Maybe I'm missing something...but I can't really understand why Java uses both the pass-by-value and pass-by-reference. Why not using only one paradigm?

It doesn't. Java is purely pass-by-value. The value passed when you're dealing with an object is an object reference, but that has nothing to do with "pass by reference."

Pass-by-reference means that a function can be passed a variable and change the contents of that variable in the calling function. That does not exist in Java.

So for instance:

void foo() {
    int a;

    a = 42;
    bar(a);
    System.out.println(a); // Will ALWAYS be 42
}

void bar(int b) {
    b = 67;
}

Contrast with C++, which does have pass-by-reference:

// C++ code
void foo() {
    int a;

    a = 42;
    bar(a);
    cout << a; // 67?!
}
void bar(int& a) { // <== Note the &
    a = 67;
}

Java has no equivalent of the & in C++ (or out / ref in C#).

You're probably thinking of object references, which is a completely separate use of the word "reference" than the "reference" in pass-by-reference. Let's look at an example with objects:

void foo() {
    Object o1, o2;

    o1 = new Object();
    o2 = o1;
    bar(o1);
    System.out.println(o1 == o2); // Will ALWAYS be true
}

void bar(Object o) {
    o = new Object();
}

If Java had pass-by-reference (and we'd used it to pass the object variable to bar), the == in foo would be false. But it isn't, and there is no way to make it so.

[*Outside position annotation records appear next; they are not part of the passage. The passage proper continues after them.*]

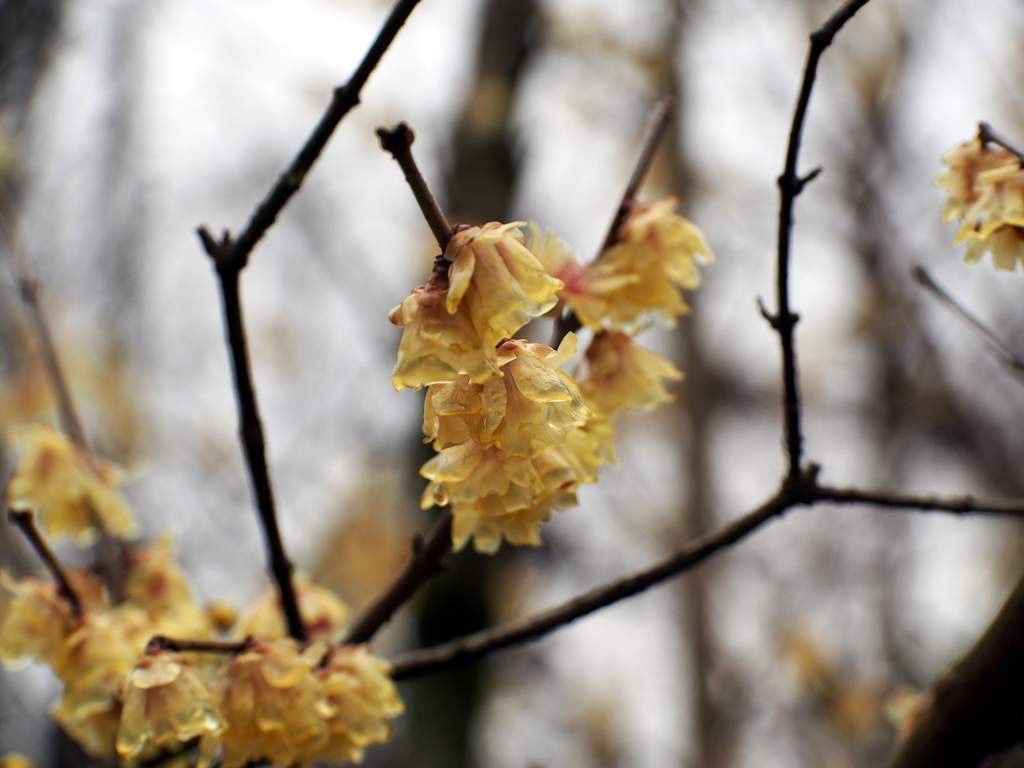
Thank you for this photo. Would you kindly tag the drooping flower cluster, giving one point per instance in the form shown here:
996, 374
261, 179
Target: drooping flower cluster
985, 186
516, 436
656, 253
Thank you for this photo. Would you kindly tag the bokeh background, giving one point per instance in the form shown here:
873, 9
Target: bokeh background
124, 124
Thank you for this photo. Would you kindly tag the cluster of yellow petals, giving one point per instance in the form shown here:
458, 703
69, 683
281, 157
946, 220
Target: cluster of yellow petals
69, 489
655, 254
986, 192
486, 287
510, 450
623, 376
290, 706
324, 613
164, 705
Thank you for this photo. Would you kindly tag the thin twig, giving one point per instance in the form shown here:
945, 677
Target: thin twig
25, 522
993, 342
398, 141
344, 99
29, 289
989, 135
425, 562
791, 184
657, 122
160, 642
805, 492
251, 431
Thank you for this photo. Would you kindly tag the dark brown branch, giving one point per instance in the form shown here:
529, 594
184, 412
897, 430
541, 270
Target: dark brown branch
25, 522
425, 562
29, 289
398, 141
344, 99
791, 184
994, 343
988, 135
251, 432
803, 492
976, 707
160, 642
657, 122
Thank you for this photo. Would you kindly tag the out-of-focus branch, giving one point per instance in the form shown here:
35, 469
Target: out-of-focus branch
989, 135
804, 492
976, 707
993, 342
657, 122
425, 562
251, 429
345, 98
791, 184
25, 522
398, 141
29, 289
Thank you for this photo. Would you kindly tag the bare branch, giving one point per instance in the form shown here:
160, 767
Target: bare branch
425, 562
993, 342
803, 492
398, 141
29, 289
344, 99
791, 184
25, 522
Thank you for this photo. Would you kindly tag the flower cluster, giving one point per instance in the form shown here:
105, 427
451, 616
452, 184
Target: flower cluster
515, 434
985, 186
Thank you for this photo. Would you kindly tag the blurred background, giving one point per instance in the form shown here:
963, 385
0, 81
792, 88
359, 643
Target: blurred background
124, 124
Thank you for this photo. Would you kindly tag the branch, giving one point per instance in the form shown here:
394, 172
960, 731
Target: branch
425, 563
803, 492
344, 99
398, 141
657, 122
791, 184
988, 135
994, 343
25, 522
29, 289
251, 429
976, 707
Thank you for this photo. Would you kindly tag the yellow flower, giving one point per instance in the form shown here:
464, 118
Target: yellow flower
662, 250
164, 704
273, 708
624, 376
364, 698
499, 279
324, 613
524, 412
436, 345
70, 489
93, 660
966, 163
37, 621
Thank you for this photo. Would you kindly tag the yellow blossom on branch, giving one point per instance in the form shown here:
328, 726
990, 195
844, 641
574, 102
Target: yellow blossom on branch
164, 704
70, 491
623, 375
324, 613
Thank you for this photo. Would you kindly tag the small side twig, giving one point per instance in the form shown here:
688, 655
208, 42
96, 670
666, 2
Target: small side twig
804, 492
993, 342
29, 289
791, 184
160, 642
989, 135
27, 524
398, 141
425, 562
657, 122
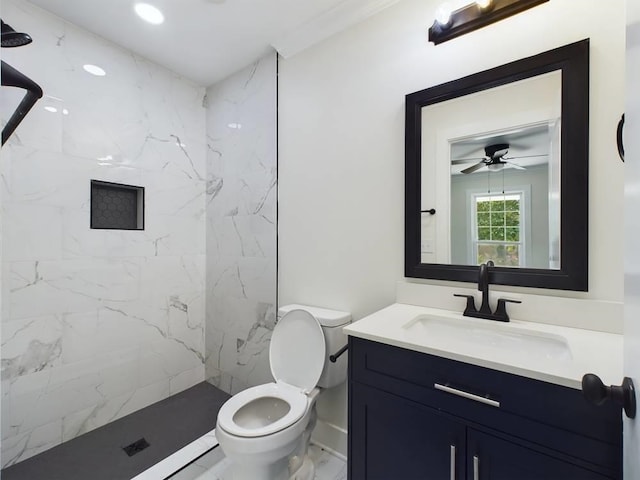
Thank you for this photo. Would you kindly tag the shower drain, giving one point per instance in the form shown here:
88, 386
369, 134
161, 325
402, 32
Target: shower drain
136, 447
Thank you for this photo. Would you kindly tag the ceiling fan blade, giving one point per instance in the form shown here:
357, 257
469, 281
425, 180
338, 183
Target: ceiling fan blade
458, 161
525, 156
473, 168
514, 165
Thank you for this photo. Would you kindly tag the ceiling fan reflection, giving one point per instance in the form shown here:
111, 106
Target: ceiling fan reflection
494, 160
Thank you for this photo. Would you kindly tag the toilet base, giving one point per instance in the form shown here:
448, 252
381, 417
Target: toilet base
273, 471
307, 470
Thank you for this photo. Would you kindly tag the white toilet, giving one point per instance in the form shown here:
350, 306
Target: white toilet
265, 430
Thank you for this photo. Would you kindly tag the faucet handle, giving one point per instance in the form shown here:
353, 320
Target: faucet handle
471, 303
501, 309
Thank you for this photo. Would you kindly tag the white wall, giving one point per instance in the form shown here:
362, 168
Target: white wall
241, 231
341, 147
96, 323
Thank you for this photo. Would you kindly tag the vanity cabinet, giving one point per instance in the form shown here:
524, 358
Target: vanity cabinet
419, 416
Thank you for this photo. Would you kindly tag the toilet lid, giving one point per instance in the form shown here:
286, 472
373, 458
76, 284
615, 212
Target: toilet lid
297, 351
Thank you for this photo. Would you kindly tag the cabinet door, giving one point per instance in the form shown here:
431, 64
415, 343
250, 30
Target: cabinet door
492, 458
393, 438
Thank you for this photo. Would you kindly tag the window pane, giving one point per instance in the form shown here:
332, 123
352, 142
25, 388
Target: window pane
482, 206
497, 233
512, 219
502, 255
513, 234
483, 219
497, 219
497, 206
512, 205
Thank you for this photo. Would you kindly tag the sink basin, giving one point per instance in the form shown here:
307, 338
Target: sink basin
466, 334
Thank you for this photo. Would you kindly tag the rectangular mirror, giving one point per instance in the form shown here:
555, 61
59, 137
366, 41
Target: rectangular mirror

The object reference allows you to change the state of the object passed into the function, but you cannot change the variable that contained it in the calling function.

Java is always "Pass By Value". So primitives as well as Object's (reference) both are passed by value.

Edit

Yeah, objects are not passed directly, we always refer them with their reference. So Object's reference is passed by value.